As an example, we learned that Milton Academy not only has a teacher affiliated with Turtle Island, but last year its 6th-grade English classes were assigned Turtle Island reading materials intended to be completed in class and not shared with parents.


These teaching methods are not exclusive to independent schools. Here is an example of an organization that provides professional development to educators:

“XITO is a grassroots, urban education consulting collective and non-profit organization committed to training teachers, school districts, and higher education institutions in decolonial and re-humanizing pedagogies and curriculum development.”
To learn more about XITO, take a look at their upcoming 3-day summit, “SUMUD IN PRAXIS: Teaching for Solidarity from Turtle Island to Palestine.” This summit aims to “make connections between settler colonial projects, land dispossession and cultural resilience from Turtle Island to Palestine.” They even sell merch.

Is the first step in solving a problem, admitting a problem?
Most K-12 schools have been producing conformist social justice activists, not independent thinking truth seekers, which is why students are showing up on college campuses already indoctrinated into anti-Western views.

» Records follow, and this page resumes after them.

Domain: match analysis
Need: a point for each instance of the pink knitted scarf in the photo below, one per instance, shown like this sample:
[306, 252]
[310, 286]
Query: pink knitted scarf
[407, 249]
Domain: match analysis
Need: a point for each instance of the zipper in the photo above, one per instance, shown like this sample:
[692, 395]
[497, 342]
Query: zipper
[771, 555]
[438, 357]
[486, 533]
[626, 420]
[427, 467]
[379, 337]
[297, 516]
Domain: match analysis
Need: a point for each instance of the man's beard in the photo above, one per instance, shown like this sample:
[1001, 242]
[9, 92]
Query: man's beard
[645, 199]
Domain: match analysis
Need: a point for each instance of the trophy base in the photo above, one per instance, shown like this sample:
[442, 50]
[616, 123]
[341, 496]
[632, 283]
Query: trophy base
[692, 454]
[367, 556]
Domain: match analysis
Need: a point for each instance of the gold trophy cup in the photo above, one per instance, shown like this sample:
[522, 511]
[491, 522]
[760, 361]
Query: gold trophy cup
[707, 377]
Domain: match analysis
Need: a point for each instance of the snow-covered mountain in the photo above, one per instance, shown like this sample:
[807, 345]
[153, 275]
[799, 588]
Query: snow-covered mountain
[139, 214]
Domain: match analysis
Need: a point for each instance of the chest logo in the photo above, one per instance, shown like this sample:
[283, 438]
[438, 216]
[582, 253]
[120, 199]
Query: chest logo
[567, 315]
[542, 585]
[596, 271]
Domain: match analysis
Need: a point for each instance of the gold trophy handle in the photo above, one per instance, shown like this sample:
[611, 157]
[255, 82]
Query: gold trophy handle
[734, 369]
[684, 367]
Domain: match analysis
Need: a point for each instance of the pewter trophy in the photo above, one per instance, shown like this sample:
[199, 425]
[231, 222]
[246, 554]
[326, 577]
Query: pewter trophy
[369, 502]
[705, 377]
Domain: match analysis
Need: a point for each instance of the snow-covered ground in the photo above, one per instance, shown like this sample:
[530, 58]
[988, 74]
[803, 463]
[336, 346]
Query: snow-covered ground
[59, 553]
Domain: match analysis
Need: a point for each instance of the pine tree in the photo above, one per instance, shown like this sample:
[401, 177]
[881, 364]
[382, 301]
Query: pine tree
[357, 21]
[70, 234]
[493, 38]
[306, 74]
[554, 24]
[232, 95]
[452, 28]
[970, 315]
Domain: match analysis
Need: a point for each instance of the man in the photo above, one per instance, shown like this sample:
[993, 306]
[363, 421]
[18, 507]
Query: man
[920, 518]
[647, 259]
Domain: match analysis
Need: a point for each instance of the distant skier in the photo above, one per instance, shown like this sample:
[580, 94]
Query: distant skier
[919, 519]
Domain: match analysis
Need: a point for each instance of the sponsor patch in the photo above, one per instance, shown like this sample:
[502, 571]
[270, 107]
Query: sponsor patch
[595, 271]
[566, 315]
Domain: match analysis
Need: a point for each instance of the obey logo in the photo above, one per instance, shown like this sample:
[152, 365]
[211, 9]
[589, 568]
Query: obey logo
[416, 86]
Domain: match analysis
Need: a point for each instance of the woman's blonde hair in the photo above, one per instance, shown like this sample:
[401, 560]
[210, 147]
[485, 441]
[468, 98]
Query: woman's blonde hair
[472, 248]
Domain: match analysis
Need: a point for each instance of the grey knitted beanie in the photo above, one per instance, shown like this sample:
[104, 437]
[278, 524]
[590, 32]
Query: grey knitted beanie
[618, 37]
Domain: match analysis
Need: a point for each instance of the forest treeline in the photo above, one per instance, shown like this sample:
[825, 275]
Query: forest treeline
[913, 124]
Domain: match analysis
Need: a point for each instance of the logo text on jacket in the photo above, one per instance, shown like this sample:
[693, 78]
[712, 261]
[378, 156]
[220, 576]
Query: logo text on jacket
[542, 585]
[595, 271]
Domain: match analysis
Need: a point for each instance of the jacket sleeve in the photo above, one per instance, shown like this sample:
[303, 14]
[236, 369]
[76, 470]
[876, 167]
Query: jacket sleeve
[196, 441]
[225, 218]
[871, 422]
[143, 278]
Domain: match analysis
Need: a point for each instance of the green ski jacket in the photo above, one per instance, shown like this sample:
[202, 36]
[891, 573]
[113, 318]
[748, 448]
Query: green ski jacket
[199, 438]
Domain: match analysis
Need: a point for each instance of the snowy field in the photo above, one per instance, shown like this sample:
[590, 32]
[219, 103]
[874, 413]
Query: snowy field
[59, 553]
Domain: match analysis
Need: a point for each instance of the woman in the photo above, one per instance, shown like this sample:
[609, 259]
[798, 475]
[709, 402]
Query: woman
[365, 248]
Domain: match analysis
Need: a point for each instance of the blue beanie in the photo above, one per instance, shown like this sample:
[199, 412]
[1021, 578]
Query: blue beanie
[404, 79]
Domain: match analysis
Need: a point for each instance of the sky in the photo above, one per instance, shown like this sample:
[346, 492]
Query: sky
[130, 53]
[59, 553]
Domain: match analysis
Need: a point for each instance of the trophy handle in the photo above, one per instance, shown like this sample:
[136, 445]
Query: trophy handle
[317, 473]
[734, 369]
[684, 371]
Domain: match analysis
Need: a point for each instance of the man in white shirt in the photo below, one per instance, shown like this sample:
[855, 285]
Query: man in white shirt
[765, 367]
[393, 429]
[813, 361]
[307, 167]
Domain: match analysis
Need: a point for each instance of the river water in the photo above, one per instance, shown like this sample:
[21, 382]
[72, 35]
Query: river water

Once students get to college, they enter classrooms inhospitable to diverse perspectives.
A recent Harvard Crimson article highlights a podcast on which Harvard President Garber Faults Faculty Activism for Chilling Campus Debate and Free Speech.
“Garber appeared to tie many of higher education’s oft-cited ills — namely, a dearth of tolerance and free debate — to a culture that permits, and at times encourages, professors to foreground their identity and perspectives in teaching.”According to President Garber, “We’re not about the activism. We’re not about pushing particular points of view,” he said. “You should be logical, firmly grounded in the evidence and rigorous in how you approach these issues.”
How will Harvard prioritize objectivity in the classroom? How will faculty be held to account? And if they are successful in doing so, can we expect these new expectations to trickle down to the K-12 schools that feed these colleges?